Keywords: technical development, high tech, investment, credit, subsidies, own resource, workforce, Q10, Q13

This study is the background material used for a lecture given at the April 2017 conference organized by the Gazdálkodás scientific journal. It strives to present a scientifically founded train of thought that address issues related to technical development issues.
This study found that, although the income and investment conditions of Hungarian agriculture have deteriorated in the past two years and the strengthening is not expected soon, there is still an opportunity to generate a relatively intensive investment period. This can be helped by the relatively high producer savings, bank financing capability, low interest rates and the still existing subsidies.
At the same time the investment decisions in practice are in many cases unwise, and are strongly linked to the existence or absence of subsidies. Producers see “money for free” in subsidies, make in their investments accordingly and hence delay their economically needed development or “overinvest”, which also causes economic damage. In addition, subsidies and, consequently, investments have been highly volatile over the years, highlighting the importance of balanced agricultural policy choices.
Developing the intellectual (knowledge-based) potential and strengthening qualifications is an important condition for exploiting the benefits of engineering. Growth theories that the increasing of technical potential means realized profit only up to the point the level of knowledge of the operating human capital allows.

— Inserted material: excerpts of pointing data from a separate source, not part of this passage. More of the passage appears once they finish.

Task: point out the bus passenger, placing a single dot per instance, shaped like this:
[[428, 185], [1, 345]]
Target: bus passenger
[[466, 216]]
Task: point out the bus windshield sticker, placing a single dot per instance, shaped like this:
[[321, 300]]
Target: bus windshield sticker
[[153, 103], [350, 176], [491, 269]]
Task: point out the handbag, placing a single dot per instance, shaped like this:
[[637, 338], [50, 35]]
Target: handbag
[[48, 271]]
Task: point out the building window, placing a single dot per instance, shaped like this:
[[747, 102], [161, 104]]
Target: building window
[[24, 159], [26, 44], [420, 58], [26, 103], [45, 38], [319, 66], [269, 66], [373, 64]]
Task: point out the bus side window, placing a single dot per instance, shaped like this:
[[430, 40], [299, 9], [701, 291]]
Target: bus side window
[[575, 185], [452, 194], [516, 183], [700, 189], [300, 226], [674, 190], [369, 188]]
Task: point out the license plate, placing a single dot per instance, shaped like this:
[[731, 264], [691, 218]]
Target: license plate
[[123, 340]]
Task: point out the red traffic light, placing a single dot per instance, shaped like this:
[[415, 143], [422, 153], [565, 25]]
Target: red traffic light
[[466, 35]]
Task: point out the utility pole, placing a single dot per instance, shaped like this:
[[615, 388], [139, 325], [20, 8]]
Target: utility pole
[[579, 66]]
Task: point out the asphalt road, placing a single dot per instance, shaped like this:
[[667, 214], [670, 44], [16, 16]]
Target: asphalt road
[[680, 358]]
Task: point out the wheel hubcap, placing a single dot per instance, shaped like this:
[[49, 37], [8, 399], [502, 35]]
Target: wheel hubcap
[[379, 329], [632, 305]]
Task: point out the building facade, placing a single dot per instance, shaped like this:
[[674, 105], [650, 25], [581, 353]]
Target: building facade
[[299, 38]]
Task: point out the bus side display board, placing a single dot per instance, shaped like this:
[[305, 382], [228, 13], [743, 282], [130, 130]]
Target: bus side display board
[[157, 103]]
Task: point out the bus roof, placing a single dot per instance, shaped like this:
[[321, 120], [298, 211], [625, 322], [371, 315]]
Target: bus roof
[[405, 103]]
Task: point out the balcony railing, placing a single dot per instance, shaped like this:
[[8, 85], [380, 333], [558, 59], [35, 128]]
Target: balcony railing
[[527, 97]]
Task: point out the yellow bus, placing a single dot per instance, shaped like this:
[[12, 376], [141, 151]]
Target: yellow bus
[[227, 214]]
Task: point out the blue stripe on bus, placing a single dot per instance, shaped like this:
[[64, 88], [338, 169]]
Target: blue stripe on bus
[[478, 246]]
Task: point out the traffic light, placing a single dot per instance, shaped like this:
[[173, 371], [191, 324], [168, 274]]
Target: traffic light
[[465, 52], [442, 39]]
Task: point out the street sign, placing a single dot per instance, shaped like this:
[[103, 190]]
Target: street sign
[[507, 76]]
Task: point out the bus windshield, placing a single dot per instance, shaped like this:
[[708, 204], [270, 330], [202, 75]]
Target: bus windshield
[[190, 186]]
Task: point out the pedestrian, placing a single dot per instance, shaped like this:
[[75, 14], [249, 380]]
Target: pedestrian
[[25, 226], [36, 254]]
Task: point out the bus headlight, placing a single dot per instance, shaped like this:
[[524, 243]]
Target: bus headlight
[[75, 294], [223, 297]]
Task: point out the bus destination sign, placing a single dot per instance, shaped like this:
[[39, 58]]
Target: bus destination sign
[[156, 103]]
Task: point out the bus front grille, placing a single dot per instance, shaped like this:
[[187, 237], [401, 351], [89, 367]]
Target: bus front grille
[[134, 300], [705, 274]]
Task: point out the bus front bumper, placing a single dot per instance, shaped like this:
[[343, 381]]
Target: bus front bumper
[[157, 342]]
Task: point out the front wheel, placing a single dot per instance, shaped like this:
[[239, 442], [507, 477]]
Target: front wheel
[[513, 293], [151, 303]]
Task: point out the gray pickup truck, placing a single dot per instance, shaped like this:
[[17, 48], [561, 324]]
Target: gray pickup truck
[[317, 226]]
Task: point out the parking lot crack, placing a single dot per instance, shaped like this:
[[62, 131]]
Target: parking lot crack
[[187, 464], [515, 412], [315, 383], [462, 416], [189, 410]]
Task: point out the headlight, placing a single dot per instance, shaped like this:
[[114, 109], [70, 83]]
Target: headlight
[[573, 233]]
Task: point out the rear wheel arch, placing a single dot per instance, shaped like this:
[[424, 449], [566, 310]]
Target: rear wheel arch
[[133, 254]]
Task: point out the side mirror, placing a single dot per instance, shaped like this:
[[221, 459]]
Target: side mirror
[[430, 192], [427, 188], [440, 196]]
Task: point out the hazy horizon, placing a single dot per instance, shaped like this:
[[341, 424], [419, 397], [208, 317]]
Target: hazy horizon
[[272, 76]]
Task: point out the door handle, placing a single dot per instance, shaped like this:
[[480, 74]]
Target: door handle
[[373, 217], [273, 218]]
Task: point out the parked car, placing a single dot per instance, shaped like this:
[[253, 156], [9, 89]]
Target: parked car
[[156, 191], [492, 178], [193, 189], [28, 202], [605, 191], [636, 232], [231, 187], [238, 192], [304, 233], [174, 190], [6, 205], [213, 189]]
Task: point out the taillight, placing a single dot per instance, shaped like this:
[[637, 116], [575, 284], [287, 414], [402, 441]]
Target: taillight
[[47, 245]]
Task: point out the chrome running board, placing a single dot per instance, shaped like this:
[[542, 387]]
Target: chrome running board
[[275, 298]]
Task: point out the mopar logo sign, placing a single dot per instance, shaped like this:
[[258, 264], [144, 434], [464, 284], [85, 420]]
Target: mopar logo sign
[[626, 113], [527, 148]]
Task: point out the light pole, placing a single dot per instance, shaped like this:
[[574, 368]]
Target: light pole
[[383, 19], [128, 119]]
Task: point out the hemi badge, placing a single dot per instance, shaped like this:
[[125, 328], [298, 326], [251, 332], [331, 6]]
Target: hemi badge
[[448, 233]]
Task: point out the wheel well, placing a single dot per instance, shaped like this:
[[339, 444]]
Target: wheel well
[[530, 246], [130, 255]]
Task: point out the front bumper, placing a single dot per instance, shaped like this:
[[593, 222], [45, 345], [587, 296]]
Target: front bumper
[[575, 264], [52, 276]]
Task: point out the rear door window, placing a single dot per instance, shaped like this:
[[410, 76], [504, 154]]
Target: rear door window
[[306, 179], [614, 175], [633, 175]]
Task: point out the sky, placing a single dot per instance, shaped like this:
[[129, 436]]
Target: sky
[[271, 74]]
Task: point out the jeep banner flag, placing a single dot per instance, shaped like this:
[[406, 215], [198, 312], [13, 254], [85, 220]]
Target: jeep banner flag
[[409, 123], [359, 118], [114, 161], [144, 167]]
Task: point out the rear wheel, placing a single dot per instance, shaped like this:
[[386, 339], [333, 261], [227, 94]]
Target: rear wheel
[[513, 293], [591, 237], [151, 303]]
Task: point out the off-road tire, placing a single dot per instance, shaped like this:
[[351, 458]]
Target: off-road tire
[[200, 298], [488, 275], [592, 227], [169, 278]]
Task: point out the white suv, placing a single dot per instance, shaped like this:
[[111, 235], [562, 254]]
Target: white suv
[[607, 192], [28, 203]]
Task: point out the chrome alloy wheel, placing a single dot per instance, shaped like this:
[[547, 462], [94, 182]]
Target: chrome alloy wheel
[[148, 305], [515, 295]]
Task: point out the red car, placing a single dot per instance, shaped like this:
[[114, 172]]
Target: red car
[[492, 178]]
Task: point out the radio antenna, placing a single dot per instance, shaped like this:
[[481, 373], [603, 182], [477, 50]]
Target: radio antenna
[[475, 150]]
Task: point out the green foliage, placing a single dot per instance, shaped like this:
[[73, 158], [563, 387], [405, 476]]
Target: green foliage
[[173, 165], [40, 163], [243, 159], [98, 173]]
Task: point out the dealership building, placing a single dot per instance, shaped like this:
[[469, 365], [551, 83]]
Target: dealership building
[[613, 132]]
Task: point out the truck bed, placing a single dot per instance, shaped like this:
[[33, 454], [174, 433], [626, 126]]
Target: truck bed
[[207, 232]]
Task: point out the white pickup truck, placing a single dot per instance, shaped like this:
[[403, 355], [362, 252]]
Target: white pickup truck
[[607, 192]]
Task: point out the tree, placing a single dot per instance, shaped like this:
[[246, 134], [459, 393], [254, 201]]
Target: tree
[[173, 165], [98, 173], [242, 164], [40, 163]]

Growth curves flatten once they reach the limits of training, they can not break through. From these points, it is only the joint development of knowledge and technology that brings results. Therefore, we need to think about knowledge-based technical development. The improvement of this is hampered by the fact that most Hungarian producers do not recognize that their competitors have significantly overtaken them in market competition and refuse to learn from them.